Der Grundgedanke unseres Förderzentrums ist,
dass...

 

1. ...diese Schule von Kindern und Jugendlichen mit sehr unterschiedlichen Beeinträchtigungen bzw. Förderbedürfnissen besucht wird, und dass


2. ...diese Einrichtung mehr ist als eine Schule.

Diese Schule nimmt Kinder auf, die nach der herkömmlichen Begrifflichkeit als „lernbehindert", „sprachbehindert", „verhaltensgestört" bezeichnet wurden.; auch Kinder mit leichten Sinnesbeeinträchtigungen können dort beschult werden. Wir sind eine Angebotsschule, d.h. der Besuch an unserer Schule ist absolut freiwillig, sowohl was die Schulaufnahme als auch die Rückkehr in die Regelschule angeht. In Gesprächen versuchen wir stets den Elternwillen mit dem Wohl der Kinder in Einklang zu bringen.

Die Förderschule nimmt also praktisch alle Kinder aus dem Sprengel auf, sofern sie in der allgemeinen Schule nicht, auch nicht bei Unterstützung durch den Mobilen Sonderpädagogischen Dienst, angemessen gefördert werden können. Damit ist sie für die betroffenen Kinder eine wohnortnahe Schule.
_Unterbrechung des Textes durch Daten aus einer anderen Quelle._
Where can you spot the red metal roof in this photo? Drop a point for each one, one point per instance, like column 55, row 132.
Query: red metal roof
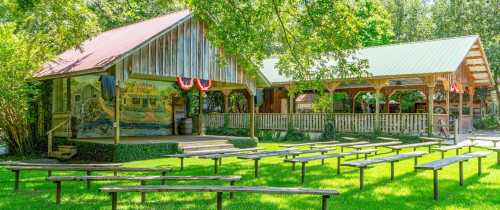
column 99, row 51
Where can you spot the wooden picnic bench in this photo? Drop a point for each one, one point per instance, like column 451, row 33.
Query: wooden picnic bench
column 398, row 148
column 363, row 164
column 308, row 144
column 17, row 171
column 219, row 190
column 437, row 165
column 497, row 149
column 375, row 145
column 341, row 145
column 492, row 139
column 203, row 153
column 339, row 156
column 142, row 179
column 456, row 147
column 257, row 156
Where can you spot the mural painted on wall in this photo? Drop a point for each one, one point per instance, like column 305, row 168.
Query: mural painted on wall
column 145, row 107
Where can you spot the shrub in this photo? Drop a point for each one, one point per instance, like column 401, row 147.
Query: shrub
column 487, row 122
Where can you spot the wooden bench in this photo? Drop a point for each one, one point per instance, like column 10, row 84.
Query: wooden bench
column 17, row 171
column 339, row 156
column 114, row 190
column 437, row 165
column 375, row 145
column 387, row 138
column 456, row 147
column 203, row 153
column 363, row 164
column 398, row 148
column 257, row 156
column 308, row 144
column 341, row 145
column 142, row 179
column 492, row 139
column 497, row 149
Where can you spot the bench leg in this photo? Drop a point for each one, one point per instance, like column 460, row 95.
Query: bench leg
column 231, row 194
column 16, row 182
column 392, row 170
column 164, row 173
column 324, row 203
column 143, row 194
column 88, row 181
column 415, row 164
column 58, row 192
column 114, row 198
column 216, row 169
column 303, row 174
column 256, row 165
column 219, row 200
column 293, row 163
column 436, row 185
column 338, row 165
column 361, row 178
column 479, row 168
column 461, row 172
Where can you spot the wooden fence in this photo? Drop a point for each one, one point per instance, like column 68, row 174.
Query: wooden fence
column 412, row 124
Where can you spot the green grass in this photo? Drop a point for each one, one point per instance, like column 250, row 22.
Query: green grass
column 409, row 190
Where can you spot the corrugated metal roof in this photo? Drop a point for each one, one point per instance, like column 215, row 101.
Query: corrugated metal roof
column 434, row 56
column 104, row 48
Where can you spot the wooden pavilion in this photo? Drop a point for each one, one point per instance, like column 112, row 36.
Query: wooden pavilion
column 122, row 82
column 443, row 70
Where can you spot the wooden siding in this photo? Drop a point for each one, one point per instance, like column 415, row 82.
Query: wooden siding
column 183, row 51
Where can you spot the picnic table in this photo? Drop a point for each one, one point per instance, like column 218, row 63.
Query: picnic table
column 308, row 144
column 398, row 148
column 437, row 165
column 492, row 139
column 257, row 156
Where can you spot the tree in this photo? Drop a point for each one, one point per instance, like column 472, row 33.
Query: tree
column 304, row 35
column 32, row 32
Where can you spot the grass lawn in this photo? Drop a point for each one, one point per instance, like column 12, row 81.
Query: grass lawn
column 409, row 190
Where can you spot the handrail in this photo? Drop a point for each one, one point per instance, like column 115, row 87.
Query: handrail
column 57, row 126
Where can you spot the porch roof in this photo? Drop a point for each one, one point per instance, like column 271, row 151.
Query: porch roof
column 409, row 59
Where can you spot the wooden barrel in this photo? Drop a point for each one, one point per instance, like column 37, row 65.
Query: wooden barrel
column 186, row 126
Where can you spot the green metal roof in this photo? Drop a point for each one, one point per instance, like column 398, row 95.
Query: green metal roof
column 433, row 56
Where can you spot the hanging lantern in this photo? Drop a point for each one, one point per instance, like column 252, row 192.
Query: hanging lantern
column 455, row 88
column 185, row 83
column 203, row 85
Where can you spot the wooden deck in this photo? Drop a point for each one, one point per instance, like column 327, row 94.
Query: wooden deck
column 153, row 139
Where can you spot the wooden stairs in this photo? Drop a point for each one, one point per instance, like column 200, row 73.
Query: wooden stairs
column 200, row 146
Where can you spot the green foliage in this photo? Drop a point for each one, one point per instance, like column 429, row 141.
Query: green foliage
column 487, row 122
column 243, row 142
column 88, row 151
column 407, row 99
column 295, row 135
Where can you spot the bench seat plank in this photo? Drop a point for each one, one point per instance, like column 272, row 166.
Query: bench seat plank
column 140, row 178
column 212, row 188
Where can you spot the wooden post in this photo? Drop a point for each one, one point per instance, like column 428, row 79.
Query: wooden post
column 460, row 109
column 226, row 94
column 116, row 124
column 201, row 122
column 174, row 121
column 251, row 107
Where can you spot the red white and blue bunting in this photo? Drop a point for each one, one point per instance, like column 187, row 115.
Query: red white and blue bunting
column 185, row 83
column 203, row 85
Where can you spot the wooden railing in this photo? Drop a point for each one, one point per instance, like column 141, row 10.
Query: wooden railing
column 412, row 124
column 404, row 123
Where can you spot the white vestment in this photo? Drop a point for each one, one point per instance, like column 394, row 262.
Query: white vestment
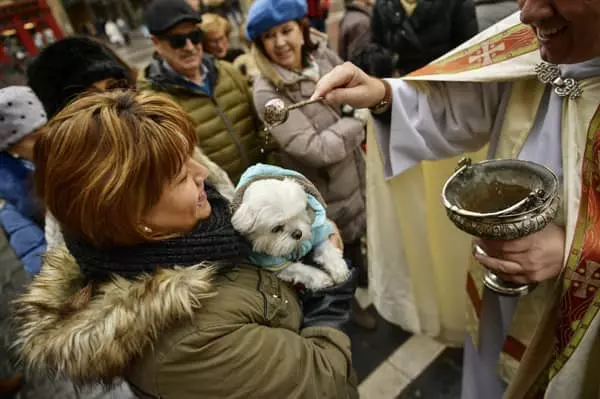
column 456, row 117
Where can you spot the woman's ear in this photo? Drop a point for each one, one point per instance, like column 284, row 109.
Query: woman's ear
column 244, row 219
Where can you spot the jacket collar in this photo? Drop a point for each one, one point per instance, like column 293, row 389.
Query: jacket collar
column 279, row 76
column 89, row 338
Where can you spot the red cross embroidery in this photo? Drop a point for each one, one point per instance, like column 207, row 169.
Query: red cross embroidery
column 586, row 279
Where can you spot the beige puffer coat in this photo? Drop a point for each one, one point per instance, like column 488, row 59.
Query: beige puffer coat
column 317, row 141
column 228, row 131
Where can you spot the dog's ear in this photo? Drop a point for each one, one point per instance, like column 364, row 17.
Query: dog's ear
column 244, row 219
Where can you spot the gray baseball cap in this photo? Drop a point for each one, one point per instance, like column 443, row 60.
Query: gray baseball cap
column 162, row 15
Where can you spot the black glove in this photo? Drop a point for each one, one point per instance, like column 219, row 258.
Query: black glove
column 330, row 307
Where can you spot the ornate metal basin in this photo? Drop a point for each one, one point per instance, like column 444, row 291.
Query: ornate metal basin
column 501, row 200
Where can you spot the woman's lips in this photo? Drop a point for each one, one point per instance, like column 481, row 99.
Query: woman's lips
column 546, row 34
column 202, row 198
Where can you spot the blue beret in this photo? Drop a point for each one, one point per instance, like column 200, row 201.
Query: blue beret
column 266, row 14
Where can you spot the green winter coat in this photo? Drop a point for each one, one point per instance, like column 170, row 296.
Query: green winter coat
column 185, row 333
column 227, row 128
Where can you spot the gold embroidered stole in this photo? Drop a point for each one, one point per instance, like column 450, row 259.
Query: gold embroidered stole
column 582, row 277
column 579, row 300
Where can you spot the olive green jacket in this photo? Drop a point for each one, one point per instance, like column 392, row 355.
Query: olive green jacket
column 185, row 333
column 227, row 128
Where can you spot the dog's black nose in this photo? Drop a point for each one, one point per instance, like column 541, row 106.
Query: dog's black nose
column 297, row 234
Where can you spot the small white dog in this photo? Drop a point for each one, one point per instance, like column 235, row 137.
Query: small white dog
column 285, row 220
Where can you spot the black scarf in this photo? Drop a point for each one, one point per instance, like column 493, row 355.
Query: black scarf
column 213, row 240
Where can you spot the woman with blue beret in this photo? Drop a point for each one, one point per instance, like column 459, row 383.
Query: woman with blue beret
column 321, row 141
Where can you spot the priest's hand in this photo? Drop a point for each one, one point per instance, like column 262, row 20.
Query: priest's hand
column 348, row 84
column 530, row 259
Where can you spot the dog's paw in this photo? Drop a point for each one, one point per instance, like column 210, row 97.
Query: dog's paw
column 318, row 280
column 338, row 269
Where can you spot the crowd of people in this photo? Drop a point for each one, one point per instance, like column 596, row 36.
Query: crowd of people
column 116, row 189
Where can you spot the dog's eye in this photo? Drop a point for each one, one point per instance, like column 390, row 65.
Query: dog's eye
column 277, row 229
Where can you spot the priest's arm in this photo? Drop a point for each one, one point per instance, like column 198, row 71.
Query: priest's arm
column 438, row 120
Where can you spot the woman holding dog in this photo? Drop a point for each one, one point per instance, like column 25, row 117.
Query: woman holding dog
column 154, row 289
column 320, row 141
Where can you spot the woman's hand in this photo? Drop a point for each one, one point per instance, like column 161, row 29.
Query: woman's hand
column 336, row 237
column 530, row 259
column 348, row 84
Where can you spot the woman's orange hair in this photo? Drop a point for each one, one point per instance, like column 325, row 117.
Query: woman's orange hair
column 104, row 160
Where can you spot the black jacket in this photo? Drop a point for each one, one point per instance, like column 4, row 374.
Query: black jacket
column 435, row 27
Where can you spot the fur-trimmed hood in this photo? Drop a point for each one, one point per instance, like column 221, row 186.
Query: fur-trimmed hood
column 92, row 334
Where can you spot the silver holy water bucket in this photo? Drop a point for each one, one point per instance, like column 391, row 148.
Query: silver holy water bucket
column 501, row 200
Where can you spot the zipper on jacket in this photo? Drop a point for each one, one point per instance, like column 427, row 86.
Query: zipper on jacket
column 231, row 131
column 265, row 301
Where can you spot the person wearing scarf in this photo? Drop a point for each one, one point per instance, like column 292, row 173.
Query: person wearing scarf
column 319, row 141
column 155, row 287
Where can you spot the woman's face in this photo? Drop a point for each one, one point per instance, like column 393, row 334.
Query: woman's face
column 283, row 45
column 183, row 202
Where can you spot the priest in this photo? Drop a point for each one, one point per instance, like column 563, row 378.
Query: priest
column 529, row 88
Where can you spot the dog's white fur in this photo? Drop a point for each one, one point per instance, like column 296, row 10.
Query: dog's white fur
column 273, row 216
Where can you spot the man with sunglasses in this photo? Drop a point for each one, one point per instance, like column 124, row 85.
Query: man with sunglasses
column 213, row 93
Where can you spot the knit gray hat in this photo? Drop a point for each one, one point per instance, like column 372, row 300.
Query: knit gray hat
column 21, row 113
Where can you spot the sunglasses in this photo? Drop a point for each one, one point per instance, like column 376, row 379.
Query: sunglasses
column 179, row 41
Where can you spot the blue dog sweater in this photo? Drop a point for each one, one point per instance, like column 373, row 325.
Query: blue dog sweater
column 321, row 226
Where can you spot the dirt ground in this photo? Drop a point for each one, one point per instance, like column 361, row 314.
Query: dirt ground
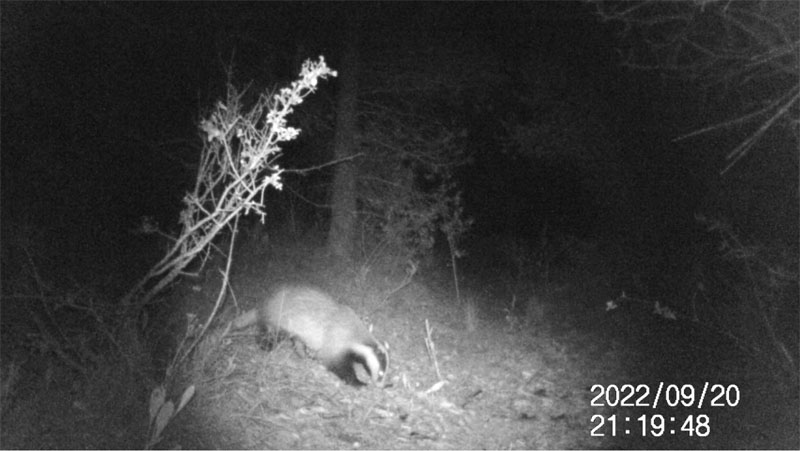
column 532, row 384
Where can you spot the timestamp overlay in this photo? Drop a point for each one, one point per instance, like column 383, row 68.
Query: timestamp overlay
column 652, row 411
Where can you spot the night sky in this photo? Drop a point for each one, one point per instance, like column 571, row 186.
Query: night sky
column 100, row 104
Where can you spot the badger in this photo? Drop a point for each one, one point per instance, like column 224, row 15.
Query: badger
column 332, row 332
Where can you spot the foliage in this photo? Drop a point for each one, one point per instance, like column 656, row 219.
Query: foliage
column 162, row 411
column 237, row 164
column 749, row 49
column 750, row 294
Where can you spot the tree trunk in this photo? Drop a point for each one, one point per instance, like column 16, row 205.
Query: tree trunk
column 343, row 198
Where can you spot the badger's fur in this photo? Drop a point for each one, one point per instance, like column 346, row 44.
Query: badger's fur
column 333, row 332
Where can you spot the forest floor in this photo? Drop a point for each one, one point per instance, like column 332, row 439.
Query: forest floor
column 546, row 381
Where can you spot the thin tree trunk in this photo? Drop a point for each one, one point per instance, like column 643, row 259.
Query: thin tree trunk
column 343, row 199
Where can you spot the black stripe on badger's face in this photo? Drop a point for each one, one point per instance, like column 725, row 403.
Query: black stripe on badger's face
column 344, row 368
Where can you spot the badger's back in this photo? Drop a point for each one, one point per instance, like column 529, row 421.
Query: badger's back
column 333, row 332
column 303, row 312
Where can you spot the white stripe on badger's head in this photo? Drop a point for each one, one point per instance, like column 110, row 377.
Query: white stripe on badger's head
column 376, row 359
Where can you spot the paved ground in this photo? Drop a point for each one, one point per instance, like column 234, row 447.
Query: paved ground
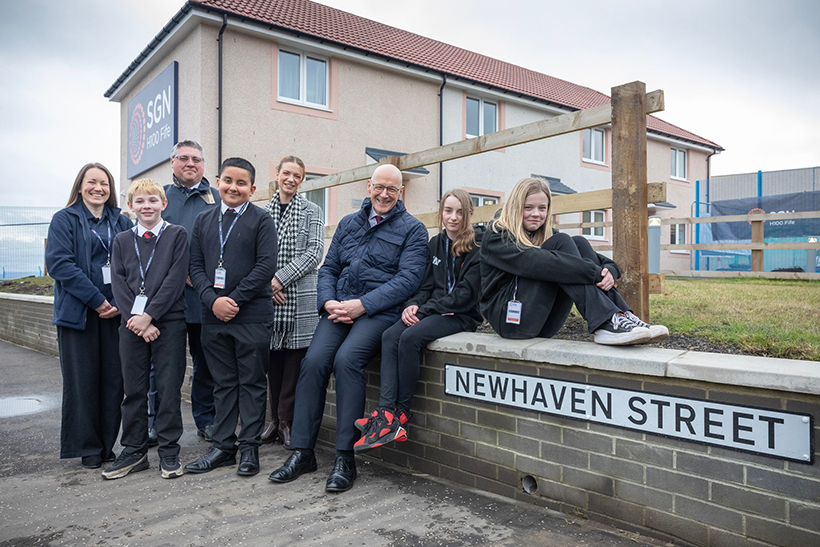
column 48, row 501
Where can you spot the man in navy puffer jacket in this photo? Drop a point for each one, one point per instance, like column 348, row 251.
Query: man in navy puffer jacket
column 374, row 264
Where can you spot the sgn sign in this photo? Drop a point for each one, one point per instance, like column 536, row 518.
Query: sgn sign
column 786, row 435
column 152, row 123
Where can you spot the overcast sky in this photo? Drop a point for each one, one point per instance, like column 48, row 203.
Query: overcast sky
column 742, row 73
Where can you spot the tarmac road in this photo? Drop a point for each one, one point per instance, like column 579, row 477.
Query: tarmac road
column 48, row 501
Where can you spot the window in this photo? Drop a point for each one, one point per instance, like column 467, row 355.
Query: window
column 303, row 79
column 482, row 117
column 319, row 197
column 594, row 143
column 677, row 236
column 479, row 200
column 596, row 232
column 678, row 162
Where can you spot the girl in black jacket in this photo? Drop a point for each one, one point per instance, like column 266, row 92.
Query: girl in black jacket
column 531, row 275
column 446, row 303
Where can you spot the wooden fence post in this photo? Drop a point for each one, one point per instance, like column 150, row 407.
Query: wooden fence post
column 629, row 216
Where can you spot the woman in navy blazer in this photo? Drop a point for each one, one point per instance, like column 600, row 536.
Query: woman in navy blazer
column 86, row 315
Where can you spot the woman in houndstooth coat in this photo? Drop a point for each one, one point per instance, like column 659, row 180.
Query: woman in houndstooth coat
column 300, row 232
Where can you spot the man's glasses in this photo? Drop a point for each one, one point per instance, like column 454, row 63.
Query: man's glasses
column 186, row 159
column 391, row 190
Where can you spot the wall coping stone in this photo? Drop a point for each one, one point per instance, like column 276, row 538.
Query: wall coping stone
column 28, row 298
column 789, row 375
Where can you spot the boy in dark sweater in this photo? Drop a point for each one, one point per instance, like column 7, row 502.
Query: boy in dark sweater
column 149, row 268
column 233, row 259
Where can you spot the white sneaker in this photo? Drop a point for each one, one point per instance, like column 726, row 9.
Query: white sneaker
column 659, row 332
column 621, row 331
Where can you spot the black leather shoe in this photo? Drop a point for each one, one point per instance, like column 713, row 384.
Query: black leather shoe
column 301, row 461
column 284, row 434
column 271, row 432
column 212, row 459
column 248, row 462
column 342, row 475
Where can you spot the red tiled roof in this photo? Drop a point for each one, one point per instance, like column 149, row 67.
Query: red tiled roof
column 351, row 30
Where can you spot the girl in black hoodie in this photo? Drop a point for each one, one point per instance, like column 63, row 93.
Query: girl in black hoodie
column 531, row 275
column 446, row 303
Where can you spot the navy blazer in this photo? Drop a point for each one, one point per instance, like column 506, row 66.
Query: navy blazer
column 68, row 260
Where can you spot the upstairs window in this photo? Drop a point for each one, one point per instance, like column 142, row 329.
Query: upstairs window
column 595, row 232
column 678, row 161
column 594, row 143
column 303, row 79
column 482, row 117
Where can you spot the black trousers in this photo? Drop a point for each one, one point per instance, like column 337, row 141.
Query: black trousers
column 168, row 356
column 344, row 351
column 401, row 357
column 545, row 306
column 237, row 356
column 92, row 387
column 202, row 383
column 283, row 373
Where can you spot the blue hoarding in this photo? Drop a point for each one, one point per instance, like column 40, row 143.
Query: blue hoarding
column 152, row 123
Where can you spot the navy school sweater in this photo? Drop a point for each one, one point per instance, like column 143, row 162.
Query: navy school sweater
column 249, row 260
column 164, row 280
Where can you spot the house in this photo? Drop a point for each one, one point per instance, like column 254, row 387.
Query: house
column 266, row 78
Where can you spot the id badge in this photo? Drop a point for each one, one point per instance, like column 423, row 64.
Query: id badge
column 139, row 304
column 514, row 312
column 219, row 278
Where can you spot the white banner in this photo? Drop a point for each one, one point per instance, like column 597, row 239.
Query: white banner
column 786, row 435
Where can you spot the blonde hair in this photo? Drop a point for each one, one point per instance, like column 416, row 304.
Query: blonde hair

Gleichzeitig wird daraus die extreme Heterogenität der Schülerschaft dieser Schule augenscheinlich. Daraus folgt nun als pädagogische Konsequenz, dass jeweils der individuelle Förderbedarf des einzelnen Schülers diagnostiziert und berücksichtigt werden muss (diagnosegeleiteter Förderunterricht mit individuellen Förderplänen) . Daraus ergibt sich weiter die Notwendigkeit stark differenzierender bis individualisierender Fördermaßnahmen und Unterrichtsformen.